Comment inscrire la relation médecin - patient dans une médecine qui s'avère de plus en plus dépersonnalisée ?

Avant d'agir dans une relation individuelle, j'avais besoin d'aborder un certain nombre de points. Il fallait que je comprenne comment fonctionnaient le système de santé, la société, les relations médecins-malades, etc. J'ai donc d'abord fait un master de santé publique où il y avait un peu toutes les disciplines : de l’épidémiologie, de la sociologie, de l'économie de la santé, des approches par populations, etc., toute une panoplie de thèmes. Puis, je suis allée en Belgique me former à l'éducation pour la santé. A l’époque, il y avait trois formations qui s’intéressaient à la question de l’éducation sanitaire. Une en France, très centrée sur les sciences de l’éducation ; une en Suisse, celle du Professeur Assal qui était très liée à la clinique ; et une en Belgique, qui mettait en avant une approche 'bio-psycho-sociale', installée par le Professeur Jacques A. Bury, un professionnel de santé publique. Il avait créé une unité de recherche et d’enseignement sur l’éducation à la santé qui incluait l’éducation du patient. On s’y intéressait aux possibilités d’agir sur tous les déterminants de la santé (Charte d’Ottawa), politiques, économiques, environnementaux, y compris les déterminants liés aux comportements individuels. J’ai fait ces deux formations et, ensuite, un master 2 de sociologie parce que j'avais besoin de comprendre pourquoi cette problématique de prise en compte de la demande des patients se développait. J’ai travaillé là-dessus avec Patrice Pinell que j'avais rencontré en cours de master en santé publique à l'U. Inserm 158 pendant un stage d’internat à l’Inserm et qui m’a dirigée pour problématiser cette question dans une approche plutôt "bourdieusienne".

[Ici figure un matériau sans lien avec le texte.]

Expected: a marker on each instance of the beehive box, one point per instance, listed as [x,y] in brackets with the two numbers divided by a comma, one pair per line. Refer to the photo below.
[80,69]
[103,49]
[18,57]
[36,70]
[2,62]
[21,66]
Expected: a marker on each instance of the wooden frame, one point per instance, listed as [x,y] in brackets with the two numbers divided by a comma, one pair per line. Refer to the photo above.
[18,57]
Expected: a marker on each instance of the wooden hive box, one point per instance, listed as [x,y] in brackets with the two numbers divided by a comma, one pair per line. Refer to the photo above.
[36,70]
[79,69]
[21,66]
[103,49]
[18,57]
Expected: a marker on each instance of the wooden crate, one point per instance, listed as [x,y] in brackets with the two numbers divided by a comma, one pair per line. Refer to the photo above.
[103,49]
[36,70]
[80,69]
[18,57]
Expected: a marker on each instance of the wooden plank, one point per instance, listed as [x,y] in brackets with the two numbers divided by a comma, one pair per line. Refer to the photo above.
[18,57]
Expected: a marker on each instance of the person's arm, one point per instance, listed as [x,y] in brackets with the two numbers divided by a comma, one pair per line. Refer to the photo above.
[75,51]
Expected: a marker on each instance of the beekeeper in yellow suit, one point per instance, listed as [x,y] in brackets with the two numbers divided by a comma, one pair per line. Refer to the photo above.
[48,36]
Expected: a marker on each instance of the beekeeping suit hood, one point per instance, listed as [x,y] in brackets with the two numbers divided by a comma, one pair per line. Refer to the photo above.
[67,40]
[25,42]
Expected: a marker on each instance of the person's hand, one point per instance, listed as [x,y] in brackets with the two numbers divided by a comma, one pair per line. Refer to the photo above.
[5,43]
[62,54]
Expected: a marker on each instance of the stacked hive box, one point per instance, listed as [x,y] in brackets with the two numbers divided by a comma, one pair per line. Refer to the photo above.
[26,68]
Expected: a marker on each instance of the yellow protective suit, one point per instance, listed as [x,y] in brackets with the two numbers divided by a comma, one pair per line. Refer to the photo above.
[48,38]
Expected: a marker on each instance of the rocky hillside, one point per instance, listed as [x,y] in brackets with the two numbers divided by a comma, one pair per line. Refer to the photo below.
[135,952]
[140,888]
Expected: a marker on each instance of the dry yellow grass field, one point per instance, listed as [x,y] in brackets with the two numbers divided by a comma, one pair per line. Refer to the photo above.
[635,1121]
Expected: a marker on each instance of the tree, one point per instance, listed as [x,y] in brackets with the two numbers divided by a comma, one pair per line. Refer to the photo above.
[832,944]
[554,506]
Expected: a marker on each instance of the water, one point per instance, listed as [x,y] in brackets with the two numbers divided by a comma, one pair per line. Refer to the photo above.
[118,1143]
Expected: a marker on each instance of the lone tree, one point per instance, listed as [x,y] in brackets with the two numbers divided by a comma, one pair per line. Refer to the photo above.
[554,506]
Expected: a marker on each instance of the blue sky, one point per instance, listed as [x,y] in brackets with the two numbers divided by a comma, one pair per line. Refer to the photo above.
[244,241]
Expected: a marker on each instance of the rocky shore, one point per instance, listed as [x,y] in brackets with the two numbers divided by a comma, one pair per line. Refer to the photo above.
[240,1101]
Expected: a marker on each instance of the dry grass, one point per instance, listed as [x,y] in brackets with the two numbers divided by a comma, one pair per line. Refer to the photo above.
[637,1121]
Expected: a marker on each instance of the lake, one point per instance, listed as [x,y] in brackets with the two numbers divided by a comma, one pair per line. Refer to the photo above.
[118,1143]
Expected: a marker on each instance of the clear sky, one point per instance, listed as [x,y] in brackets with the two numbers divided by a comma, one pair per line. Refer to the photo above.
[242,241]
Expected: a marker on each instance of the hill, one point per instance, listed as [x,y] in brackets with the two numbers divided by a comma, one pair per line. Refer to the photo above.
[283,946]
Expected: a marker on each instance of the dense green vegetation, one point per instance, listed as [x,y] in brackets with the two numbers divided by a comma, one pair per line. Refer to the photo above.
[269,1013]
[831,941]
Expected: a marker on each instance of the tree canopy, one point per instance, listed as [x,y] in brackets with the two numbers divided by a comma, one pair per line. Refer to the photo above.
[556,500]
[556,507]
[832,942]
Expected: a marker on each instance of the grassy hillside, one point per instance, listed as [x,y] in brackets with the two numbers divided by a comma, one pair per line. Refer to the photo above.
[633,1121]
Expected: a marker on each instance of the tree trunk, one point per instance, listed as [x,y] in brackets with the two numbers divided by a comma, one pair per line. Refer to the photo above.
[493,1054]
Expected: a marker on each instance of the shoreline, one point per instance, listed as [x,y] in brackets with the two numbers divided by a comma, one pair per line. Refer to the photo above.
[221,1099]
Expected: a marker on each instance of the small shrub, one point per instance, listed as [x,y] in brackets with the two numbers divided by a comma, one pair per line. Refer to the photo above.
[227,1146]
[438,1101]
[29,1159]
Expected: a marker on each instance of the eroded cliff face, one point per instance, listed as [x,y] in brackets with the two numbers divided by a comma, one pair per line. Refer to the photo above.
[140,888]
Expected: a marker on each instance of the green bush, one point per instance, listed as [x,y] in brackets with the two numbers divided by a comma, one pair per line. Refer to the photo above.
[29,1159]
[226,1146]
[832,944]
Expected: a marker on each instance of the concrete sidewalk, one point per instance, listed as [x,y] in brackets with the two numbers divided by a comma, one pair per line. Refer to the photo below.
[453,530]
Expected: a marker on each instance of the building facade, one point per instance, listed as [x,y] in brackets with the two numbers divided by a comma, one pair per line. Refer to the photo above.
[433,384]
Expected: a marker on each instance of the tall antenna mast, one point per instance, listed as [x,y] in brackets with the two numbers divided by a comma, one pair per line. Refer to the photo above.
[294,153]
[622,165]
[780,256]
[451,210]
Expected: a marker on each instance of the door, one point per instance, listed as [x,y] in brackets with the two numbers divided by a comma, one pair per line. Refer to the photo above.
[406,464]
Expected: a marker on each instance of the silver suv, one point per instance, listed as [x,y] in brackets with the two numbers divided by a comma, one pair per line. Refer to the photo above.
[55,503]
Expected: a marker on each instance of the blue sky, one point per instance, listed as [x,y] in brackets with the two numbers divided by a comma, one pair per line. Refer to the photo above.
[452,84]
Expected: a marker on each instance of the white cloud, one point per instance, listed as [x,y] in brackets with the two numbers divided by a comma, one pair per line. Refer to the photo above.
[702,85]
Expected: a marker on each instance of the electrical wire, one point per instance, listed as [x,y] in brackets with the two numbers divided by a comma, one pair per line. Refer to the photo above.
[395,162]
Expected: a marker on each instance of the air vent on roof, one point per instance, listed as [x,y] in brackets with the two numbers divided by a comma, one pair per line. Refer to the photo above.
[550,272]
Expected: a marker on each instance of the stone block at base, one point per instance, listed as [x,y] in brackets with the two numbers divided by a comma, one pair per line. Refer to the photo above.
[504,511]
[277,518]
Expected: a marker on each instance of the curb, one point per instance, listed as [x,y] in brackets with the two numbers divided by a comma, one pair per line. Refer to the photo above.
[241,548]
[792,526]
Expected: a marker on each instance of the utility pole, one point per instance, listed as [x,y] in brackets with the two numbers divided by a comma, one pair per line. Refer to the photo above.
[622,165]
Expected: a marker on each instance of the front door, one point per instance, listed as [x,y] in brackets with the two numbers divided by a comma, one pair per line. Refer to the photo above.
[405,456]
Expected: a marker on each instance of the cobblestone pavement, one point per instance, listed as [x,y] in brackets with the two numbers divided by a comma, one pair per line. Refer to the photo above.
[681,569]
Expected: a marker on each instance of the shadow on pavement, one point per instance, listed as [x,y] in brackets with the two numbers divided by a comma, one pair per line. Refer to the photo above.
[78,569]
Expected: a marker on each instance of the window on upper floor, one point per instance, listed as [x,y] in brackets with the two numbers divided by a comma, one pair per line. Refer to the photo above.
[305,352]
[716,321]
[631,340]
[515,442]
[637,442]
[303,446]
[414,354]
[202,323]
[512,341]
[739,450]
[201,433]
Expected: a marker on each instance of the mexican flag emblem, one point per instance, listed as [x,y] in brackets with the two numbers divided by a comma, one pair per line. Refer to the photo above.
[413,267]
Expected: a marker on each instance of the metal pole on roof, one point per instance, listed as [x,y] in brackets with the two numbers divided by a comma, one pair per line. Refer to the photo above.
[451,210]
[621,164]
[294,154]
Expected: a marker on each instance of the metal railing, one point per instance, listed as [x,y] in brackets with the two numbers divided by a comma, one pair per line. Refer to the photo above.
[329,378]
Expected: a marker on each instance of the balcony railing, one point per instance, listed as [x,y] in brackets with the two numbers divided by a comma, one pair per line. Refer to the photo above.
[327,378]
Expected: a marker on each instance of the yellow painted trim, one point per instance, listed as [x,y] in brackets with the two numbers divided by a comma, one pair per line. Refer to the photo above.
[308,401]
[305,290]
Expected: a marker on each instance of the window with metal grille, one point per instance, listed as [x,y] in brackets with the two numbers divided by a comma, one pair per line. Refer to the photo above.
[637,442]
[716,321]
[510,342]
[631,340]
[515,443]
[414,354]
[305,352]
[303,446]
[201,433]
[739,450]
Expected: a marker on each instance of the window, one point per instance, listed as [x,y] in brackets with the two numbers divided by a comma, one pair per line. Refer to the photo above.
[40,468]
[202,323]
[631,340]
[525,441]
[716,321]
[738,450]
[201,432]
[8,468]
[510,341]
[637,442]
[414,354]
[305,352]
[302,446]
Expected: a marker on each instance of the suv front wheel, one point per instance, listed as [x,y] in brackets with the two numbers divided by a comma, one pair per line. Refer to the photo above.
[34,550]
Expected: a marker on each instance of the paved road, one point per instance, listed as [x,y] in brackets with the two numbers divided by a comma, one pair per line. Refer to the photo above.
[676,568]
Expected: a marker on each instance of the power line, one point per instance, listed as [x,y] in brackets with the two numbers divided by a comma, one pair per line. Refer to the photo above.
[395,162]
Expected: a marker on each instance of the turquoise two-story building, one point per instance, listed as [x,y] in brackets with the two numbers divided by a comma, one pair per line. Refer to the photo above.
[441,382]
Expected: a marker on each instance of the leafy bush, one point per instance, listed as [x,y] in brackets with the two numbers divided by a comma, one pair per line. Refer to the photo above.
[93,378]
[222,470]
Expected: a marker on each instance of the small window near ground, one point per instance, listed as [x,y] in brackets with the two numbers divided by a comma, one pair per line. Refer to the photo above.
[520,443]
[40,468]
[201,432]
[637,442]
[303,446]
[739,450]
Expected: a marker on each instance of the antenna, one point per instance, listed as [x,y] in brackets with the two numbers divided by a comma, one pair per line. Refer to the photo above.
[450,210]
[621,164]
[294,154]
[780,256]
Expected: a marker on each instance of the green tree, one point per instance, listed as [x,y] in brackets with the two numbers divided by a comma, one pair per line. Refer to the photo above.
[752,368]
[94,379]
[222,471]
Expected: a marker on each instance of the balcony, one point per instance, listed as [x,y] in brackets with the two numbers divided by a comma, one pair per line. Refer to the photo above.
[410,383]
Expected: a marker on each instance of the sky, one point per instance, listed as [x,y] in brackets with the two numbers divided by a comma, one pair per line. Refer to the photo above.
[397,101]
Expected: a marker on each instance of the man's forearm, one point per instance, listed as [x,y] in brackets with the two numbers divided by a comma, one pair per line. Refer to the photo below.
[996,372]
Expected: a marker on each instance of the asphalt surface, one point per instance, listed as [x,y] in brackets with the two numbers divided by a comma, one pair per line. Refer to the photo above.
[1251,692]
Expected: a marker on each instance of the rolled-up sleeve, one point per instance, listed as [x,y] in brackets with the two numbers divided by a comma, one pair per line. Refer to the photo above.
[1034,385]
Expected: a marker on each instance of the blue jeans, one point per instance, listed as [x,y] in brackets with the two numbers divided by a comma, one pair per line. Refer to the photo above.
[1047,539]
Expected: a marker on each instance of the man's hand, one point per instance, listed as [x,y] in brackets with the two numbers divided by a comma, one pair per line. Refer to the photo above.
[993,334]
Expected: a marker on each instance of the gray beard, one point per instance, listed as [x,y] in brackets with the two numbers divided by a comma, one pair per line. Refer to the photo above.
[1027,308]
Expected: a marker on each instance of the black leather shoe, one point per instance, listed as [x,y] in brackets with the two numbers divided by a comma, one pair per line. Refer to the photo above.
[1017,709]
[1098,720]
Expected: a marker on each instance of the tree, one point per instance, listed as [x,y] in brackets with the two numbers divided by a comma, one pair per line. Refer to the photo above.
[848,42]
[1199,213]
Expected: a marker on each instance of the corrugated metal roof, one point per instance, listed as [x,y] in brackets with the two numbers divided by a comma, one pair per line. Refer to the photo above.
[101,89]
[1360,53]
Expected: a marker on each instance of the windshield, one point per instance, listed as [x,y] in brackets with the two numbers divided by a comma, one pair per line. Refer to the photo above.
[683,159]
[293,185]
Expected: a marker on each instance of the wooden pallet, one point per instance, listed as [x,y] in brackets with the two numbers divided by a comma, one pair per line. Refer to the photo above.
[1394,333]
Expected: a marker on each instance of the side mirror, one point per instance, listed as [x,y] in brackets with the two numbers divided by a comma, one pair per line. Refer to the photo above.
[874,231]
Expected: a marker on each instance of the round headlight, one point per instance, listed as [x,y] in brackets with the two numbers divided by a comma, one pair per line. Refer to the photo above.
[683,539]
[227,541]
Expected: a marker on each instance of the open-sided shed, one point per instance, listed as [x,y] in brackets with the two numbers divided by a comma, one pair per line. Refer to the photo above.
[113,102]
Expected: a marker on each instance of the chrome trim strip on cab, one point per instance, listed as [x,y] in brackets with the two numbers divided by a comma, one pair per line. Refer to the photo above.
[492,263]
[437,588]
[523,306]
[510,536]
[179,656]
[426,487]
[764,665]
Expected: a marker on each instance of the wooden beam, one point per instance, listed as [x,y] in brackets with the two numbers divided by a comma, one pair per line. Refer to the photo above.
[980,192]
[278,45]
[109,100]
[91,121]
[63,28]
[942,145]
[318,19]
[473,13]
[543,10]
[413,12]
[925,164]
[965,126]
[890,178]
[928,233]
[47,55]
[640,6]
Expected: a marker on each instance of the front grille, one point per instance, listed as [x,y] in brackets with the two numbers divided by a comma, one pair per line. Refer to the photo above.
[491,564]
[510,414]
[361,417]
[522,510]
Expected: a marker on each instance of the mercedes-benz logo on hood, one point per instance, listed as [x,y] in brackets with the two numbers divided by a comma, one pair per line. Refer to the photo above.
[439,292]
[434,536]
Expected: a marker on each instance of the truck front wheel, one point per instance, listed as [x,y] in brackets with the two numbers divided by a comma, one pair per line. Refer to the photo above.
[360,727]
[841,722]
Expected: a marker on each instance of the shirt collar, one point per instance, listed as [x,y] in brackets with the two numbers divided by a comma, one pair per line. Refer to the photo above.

Comme je m'intéressais aux approches éducatives, on m’a confié pendant un stage d’internat au ministère une étude sur les centres de dépistages anonymes et gratuits du sida (CDAG), pour laquelle j’ai travaillé avec des sociologues. J’arrivais dans un milieu où tout le monde travaillait ensemble (associatifs, chercheurs, personnels de l’administration). C’était très riche. Ce qui me plaisait en sortant de la médecine pure, c’était déjà la pluridisciplinarité, la diversité des approches, le fait de pouvoir passer de l’une à l’autre, enfin d’avoir des regards complémentaires sur un objet et de passer à différents postes, de pouvoir marier les points de vue disciplinaires et d’acteurs différents. Dans les CDAG, les gens venaient pour se faire dépister, j’étais chargée d’étudier la manière dont on les accueillait, ce qu’on leur proposait. Ces centres s’appuyaient surtout sur les associations en mobilisant différents types de pouvoirs pour tenter d’influer sur les pratiques médicales.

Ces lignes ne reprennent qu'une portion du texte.